Proving $P$ $\implies$ $Q$

Question

I was wondering about this form of logical proof in the book: Programming in the 1990s, by Edward Cohen.

To prove $P \implies Q$, the author uses this sequence:

\begin{align*} Q \\ \equiv\langle\text{Assuming P}\rangle \\ true \end{align*}

Could someone explain what’s the thought behind it ?

Answer 1

In an "equational-style" proof, to prove a formula $A$ amounts to prove $A \equiv \text {true}$.
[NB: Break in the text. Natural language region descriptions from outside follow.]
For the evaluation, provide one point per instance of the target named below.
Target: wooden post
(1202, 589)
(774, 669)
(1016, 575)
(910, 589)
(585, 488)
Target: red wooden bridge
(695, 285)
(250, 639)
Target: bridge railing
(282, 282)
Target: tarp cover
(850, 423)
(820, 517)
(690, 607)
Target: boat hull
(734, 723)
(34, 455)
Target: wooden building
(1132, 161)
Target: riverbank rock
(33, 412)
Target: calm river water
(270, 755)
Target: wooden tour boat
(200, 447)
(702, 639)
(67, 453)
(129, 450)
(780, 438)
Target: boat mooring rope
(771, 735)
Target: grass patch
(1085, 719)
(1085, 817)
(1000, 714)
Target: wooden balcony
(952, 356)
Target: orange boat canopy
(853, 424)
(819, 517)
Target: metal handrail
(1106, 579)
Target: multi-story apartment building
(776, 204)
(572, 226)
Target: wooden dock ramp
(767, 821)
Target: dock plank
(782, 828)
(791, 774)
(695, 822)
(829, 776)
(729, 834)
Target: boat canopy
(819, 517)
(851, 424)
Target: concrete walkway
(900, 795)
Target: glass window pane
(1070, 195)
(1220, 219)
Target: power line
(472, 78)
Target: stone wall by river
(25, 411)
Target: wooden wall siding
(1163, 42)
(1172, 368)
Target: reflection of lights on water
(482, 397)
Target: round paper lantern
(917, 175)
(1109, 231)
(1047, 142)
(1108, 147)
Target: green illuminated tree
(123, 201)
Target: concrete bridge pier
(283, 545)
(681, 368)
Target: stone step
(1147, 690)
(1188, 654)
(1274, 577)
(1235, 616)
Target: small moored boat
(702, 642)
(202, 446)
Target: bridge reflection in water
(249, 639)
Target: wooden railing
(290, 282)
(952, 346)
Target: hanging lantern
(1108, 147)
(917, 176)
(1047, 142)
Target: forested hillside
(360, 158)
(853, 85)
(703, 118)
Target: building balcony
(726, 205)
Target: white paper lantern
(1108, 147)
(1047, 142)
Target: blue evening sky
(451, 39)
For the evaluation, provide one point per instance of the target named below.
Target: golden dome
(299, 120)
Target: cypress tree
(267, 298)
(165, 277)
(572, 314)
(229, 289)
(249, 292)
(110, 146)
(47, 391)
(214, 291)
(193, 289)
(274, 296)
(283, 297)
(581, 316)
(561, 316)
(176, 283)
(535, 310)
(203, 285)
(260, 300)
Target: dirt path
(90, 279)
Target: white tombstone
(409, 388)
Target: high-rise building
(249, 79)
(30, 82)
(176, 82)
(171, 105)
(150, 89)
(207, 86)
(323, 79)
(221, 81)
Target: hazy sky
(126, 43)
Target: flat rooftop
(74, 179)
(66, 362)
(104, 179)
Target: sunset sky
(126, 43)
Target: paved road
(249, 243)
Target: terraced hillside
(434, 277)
See David Gries & Fred Schneider, A Logical Approach to Discrete Mathematics (Springer, 1993) for a more clear explanation.

See page 72, the:

(Extended) Deduction Theorem:

if adding $P_1, \ldots P_n$ as axioms we are able to prove $Q$, then $P_1 \land \ldots \land P_n \Rightarrow Q$ is a theorem.

---

How to apply it to your proof ?

We have an assumption $P$ and we prove - under that assumption - that $Q \equiv \top$ [using $\top$ for $\text {true}$].

Using the deduction Theorem, we conclude with $P \Rightarrow (Q \equiv \top)$.

Then we need the Distributivity law of $\Rightarrow$ over $\equiv$:

$(P \Rightarrow (Q \equiv R)) \equiv ((P \Rightarrow Q) \equiv (P \Rightarrow R))$.

With $\top$ in place of $R$, our formula above becomes: $(P \Rightarrow Q) \equiv (P \Rightarrow \top)$.

But $P \Rightarrow \top$ is $\top$; thus, we have arrived at:

$(P \Rightarrow Q) \equiv \top$

and this means that $P \Rightarrow Q$ is a theorem.